Be specific. Acknowledging both highs and lows goes a long way in building and maintaining trust among your donors and supporters. Donors want to know how their money has been utilized and therefore including financials in your annual reports is a must, but remember that most readers will not know how to read a financial statement. Explain in the simplest terms (using infographics, charts and visual aids) exactly where your money comes from, how much of it and how much was utilized and for which activities. 

 

A great example of simplifying financial information using pie-charts and bold colours, is found in Save The Children’s annual report. This offers a much preferable and efficient snapshot into the charity’s financials than pages upon pages of spreadsheets: 

5. Thank Your Donors​

Make your donors feel appreciated in your annual report by including their names. There are different ways of doing this – a personal thank-you letter from the Executive Director / CEO of your nonprofit organization to all the supporters, or a listing of all donors with the thank you section of the report. It depends on various factors such as how many supporters you wish to thank, how brief or detailed you want to make the report and how many pages you want to dedicate to this section.

 

No matter which way you choose to convey gratitude, make sure you include this section in your annual report. For example, Boys & Girls Club of Cleveland choose to list donors who contributed $500 or above, and categorised the listing as per Foundations, Corporate, Government and Individuals: 

6. Proof-read Everything Twice!

 

This is a small but sometimes overlooked step of building an annual report – always make sure your annual report is proof-read for spelling mistakes and text or image alignment issues before it is sent for print! There is nothing worse than having hundreds of copies of a report printed, only to discover a glaring typo (especially if it a donor’s name!).

 

A good hack to avoid this hassle is having the final copy proof-read by someone who has never seen the report before.
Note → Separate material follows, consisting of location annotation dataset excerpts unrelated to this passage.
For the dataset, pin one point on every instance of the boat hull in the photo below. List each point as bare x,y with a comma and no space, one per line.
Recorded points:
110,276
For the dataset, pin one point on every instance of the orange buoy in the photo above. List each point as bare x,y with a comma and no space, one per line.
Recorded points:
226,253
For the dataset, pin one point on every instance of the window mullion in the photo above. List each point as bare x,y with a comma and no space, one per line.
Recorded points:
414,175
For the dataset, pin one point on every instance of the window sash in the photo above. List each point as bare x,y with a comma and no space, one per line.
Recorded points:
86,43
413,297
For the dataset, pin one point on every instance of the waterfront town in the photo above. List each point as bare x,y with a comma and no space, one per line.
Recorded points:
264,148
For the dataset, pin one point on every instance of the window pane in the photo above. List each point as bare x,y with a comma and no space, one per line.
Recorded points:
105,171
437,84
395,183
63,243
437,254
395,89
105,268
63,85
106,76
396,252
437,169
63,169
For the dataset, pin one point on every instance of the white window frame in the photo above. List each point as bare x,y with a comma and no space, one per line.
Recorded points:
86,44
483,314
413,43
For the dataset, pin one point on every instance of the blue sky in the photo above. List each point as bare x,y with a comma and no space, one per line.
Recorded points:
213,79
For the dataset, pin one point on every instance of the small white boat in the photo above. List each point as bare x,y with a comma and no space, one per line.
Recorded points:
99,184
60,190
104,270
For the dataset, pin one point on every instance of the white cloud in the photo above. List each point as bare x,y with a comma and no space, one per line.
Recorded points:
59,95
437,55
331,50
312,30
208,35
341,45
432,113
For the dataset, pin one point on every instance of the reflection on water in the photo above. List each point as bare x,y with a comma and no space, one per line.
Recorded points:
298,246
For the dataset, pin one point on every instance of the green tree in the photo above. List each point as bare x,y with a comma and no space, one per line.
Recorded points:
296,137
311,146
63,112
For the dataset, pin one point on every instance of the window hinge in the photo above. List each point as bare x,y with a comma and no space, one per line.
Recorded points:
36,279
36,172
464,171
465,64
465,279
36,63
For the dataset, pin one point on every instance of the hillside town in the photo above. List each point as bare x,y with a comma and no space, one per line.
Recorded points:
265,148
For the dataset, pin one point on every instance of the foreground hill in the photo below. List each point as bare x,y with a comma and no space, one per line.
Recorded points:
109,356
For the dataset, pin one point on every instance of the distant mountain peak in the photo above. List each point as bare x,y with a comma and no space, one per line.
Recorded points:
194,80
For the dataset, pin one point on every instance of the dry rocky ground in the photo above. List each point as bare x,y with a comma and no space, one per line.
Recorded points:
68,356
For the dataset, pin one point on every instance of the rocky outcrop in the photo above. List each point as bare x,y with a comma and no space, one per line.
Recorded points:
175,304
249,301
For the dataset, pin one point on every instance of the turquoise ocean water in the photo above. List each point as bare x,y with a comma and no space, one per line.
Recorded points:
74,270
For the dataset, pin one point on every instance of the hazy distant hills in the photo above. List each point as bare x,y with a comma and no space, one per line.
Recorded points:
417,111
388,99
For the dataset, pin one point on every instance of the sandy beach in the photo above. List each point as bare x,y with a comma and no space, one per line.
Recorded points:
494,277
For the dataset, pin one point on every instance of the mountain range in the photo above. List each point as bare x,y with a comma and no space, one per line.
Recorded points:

It is far more likely for them to catch mistakes that people working on the report over several days may have overlooked.

 

7. Inspire Future Action

 

Finally, once you have gone over your stories and successes, included the inner workings, and thanked the relevant people for the progress you’ve made; how do you conclude an annual report? This is the time to tell them how they can help in making sure you keep up the good work. Enlist the ways in which the reader can contribute next by way of more donations, volunteering support or even by simply sharing this report. Do not leave a potential donor hanging, and be clear about how they can help.  

 

For example, like Austin Children’s Shelter below, include direct links to pages on their website, ongoing annual campaigns, and social media pages. They are clear about the help they seek (“help us raise more funds” and “grow support for annual events”). 

Resources to Help You Get Started

 

  • Look for free nonprofit annual report templates available online and use them as starting points to gather the information that will go into the annual report.

  • Use free design tools such as Canva or PiktoChart to create graphic elements.

  • Consider foregoing printed annual reports for online digital copies that can save tremendous costs and be good for the environment. Try an online publisher such as Issuu to display reports in a booklet format, or make PDF copies available on your website.